Pat Bertram is the author of the suspense novels Light Bringer, More Deaths Than One, A Spark of Heavenly Fire, and Daughter Am I. Bertram is also the author of Grief: The Great Yearning, “an exquisite book, wrenching to read, and at the same time full of profound truths.” Connect with Pat on Google+

Is It Necessary to Want Something?

The other day I told a friend about the feeling of expectation that accompanied my grief and how empty I felt when nothing wonderful happened to me.  She said we have to make wonderful things happen, we can’t just wait. Then she started quizzing me on things I wanted to do. I couldn’t come up with anything. I’ve never really wanted much, never had big dreams or wild fancies. I do want to want something, though. It would give me a goal, a reason to be hopeful, an investment in the future.

But here’s the conundrum:

We’re told that we have to want something, have to try to reach beyond our comfort zone so that perhaps wonderful things will happen to us. At the same time, we’re told that all things come to those who wait.

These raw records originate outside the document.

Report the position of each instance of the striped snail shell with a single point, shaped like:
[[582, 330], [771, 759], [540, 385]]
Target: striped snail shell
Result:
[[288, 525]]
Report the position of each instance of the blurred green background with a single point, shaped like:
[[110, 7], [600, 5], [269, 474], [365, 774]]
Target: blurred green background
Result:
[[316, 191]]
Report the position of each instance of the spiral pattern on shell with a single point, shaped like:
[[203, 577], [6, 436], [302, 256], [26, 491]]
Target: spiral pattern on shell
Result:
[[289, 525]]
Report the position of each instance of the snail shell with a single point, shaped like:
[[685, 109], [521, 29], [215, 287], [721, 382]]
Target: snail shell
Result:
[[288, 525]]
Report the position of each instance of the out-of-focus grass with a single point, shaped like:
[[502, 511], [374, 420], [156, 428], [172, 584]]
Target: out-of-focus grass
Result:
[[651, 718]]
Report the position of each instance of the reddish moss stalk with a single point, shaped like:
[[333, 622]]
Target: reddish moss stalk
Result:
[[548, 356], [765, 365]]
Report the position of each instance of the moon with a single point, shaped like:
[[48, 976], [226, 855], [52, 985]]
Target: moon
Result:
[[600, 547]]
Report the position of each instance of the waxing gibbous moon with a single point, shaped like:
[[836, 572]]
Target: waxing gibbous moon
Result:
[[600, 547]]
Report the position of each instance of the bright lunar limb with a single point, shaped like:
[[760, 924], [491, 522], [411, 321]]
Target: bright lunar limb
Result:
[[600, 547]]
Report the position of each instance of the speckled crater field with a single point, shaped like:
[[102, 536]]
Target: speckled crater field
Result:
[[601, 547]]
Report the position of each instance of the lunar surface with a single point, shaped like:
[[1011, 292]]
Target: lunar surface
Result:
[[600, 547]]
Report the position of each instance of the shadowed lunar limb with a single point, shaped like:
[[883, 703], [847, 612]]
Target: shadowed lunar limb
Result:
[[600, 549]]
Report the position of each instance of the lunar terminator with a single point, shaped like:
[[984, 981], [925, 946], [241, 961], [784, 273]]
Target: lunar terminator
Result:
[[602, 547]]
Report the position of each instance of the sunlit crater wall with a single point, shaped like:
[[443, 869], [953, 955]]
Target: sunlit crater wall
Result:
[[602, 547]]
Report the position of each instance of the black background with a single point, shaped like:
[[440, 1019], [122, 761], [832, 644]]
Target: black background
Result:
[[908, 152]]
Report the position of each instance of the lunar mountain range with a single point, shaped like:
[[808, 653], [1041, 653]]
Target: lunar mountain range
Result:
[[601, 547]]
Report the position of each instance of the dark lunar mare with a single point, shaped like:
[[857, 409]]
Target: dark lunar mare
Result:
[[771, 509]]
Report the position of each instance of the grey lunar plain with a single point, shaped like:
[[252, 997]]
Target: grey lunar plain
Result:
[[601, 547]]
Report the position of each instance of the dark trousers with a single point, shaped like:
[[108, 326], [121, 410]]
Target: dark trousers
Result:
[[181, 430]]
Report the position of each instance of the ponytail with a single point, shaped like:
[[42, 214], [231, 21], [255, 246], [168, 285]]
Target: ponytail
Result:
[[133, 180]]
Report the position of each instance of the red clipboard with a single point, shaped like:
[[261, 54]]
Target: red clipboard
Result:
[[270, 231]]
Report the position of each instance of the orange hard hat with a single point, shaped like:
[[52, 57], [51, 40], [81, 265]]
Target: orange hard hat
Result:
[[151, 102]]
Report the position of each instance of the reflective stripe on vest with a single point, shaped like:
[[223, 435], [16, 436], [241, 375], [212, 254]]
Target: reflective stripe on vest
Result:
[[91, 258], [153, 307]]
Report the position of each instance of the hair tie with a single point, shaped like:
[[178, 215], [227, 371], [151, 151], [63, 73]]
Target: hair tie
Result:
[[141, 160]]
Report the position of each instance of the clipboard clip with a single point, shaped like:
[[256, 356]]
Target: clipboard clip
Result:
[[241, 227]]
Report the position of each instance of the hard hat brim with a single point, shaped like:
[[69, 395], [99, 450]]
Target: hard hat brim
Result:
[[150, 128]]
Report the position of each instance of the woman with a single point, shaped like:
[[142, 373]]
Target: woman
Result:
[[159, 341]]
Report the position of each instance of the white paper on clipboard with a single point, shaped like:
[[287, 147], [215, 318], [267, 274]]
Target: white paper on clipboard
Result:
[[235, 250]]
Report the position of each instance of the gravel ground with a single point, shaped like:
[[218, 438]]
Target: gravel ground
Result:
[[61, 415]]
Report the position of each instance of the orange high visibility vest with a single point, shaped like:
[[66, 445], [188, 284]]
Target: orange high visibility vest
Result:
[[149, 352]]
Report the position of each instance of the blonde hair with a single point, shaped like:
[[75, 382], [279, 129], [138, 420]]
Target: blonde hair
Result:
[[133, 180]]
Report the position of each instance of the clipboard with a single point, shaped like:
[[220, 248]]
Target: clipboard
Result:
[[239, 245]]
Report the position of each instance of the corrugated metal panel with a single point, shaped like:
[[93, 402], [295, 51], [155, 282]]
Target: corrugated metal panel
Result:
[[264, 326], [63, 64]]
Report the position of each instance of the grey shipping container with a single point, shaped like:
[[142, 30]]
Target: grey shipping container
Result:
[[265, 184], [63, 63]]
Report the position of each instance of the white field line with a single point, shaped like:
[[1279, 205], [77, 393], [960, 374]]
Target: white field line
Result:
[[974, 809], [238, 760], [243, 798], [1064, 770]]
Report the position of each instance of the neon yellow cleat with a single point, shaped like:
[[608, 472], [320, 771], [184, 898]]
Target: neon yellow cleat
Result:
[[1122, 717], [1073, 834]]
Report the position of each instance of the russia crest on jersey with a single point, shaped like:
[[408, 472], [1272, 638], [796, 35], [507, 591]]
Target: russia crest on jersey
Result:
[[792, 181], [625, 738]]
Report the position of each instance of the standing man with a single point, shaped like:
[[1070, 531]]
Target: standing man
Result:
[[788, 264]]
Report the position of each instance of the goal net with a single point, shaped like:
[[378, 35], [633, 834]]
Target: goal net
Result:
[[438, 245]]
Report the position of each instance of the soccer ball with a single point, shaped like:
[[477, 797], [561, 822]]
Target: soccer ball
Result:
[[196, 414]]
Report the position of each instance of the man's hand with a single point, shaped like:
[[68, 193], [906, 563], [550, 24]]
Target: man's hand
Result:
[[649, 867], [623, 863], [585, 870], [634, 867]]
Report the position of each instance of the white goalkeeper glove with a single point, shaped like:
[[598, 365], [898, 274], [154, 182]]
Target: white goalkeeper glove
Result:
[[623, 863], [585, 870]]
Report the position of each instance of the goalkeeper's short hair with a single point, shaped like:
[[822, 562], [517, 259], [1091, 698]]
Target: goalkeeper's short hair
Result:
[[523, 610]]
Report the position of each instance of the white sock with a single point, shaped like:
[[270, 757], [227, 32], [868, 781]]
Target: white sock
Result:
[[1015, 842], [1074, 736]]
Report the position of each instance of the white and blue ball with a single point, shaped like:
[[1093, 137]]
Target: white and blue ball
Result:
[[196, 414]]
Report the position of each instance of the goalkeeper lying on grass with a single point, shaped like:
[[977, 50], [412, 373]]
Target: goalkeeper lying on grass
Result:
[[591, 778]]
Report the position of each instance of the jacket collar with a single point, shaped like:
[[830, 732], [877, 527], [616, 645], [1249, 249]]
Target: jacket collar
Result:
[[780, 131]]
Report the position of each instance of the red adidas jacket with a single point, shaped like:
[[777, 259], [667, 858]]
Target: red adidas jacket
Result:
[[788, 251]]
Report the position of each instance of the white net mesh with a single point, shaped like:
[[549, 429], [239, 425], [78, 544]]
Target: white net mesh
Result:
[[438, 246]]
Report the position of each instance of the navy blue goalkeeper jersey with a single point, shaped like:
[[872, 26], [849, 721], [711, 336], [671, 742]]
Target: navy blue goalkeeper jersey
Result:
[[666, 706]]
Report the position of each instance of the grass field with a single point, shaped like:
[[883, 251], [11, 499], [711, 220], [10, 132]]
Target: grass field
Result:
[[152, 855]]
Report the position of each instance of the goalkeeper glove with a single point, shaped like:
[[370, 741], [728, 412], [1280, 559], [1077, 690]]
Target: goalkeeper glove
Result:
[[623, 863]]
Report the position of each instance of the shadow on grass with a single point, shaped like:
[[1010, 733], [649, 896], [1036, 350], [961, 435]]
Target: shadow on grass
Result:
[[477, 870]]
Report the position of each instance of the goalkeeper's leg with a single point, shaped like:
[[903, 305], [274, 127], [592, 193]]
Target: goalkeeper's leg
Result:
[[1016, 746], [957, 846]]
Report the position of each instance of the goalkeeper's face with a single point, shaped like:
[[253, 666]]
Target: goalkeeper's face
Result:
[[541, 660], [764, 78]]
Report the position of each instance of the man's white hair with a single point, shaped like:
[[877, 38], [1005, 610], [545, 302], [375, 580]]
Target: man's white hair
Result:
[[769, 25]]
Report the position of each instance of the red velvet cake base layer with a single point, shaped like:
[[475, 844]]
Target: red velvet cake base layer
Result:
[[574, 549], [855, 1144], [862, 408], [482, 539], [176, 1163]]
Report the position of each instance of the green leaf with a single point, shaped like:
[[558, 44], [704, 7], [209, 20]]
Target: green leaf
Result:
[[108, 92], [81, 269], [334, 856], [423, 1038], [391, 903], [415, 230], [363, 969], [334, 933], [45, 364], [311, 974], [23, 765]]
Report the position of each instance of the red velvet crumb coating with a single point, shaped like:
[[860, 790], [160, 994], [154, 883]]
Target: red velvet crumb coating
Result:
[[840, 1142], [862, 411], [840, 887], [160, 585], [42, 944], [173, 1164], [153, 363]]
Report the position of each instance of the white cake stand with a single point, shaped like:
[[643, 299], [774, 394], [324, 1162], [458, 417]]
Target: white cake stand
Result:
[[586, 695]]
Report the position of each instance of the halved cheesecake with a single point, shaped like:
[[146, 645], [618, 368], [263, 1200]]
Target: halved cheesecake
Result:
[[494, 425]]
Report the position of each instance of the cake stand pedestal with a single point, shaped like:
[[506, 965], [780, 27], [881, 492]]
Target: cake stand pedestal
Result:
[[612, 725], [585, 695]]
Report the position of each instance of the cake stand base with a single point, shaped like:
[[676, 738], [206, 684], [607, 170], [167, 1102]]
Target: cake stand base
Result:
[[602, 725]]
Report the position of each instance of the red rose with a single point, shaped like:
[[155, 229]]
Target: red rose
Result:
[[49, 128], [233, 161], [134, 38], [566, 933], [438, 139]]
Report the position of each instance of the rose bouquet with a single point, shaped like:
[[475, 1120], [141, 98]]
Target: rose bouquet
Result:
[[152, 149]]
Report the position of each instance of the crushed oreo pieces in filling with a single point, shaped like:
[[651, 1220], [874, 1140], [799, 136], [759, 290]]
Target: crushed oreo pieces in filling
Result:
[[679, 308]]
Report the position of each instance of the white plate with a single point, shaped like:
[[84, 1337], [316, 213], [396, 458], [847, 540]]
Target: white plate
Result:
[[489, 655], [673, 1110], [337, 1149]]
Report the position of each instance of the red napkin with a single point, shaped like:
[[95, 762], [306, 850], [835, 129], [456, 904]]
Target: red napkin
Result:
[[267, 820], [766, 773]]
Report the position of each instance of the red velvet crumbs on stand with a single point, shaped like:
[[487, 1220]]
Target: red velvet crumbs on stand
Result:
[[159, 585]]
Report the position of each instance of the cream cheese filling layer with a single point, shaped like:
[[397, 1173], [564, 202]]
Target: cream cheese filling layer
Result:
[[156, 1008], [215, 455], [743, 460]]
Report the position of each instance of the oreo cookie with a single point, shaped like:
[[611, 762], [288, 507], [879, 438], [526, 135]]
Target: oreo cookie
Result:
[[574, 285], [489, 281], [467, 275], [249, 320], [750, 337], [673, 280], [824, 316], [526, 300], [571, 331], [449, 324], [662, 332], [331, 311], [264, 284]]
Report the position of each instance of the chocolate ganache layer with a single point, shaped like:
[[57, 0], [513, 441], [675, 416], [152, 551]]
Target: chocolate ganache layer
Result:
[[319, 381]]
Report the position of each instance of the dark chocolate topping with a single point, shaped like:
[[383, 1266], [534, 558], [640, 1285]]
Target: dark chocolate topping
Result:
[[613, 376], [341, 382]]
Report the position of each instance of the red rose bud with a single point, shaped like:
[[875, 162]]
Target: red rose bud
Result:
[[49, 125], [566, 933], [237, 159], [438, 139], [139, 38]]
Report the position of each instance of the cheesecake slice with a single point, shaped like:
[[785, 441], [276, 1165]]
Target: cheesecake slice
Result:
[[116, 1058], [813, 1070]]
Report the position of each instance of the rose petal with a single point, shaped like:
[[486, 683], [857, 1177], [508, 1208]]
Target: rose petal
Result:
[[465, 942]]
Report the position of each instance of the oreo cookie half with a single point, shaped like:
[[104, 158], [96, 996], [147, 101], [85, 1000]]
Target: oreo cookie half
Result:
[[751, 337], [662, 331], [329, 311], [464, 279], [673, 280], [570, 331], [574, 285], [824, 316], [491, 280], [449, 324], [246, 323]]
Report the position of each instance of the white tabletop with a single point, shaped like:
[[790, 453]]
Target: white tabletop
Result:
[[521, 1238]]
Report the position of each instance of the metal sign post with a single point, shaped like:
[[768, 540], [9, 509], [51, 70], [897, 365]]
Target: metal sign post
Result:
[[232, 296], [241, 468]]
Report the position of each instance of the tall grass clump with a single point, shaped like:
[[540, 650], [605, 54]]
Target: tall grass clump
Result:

We’re told that dreams are important, that we need to have something to live for. At the same time, we’re told to be grateful for what we have, to live for the day.

We live in a society with an economy that is built on the principal of wanting. The more we want, the more we buy, the more we use, the more we help the economy. At the same time we’re told to be frugal, not to waste, but more trash automatically accompanies more goods. I had to get rid of so much of our stuff when I moved out of our house, that it makes no sense to buy more stuff. So, where does wanting to want something fit in with that situation? I sure don’t want more stuff to eventually have to get rid of!

And then, there’s the Zen philosophy that we should neither want nor not want.

So what is the answer? Wanting? Or not wanting? Going after something or waiting till it comes to you? Having dreams, or being satisfied with what you have?

(After the conversation with my friend, I did think of something I wanted. I always wanted to make a gingerbread house, so I made a little one. I don’t want to eat it, though. But still, I can cross it off my list.)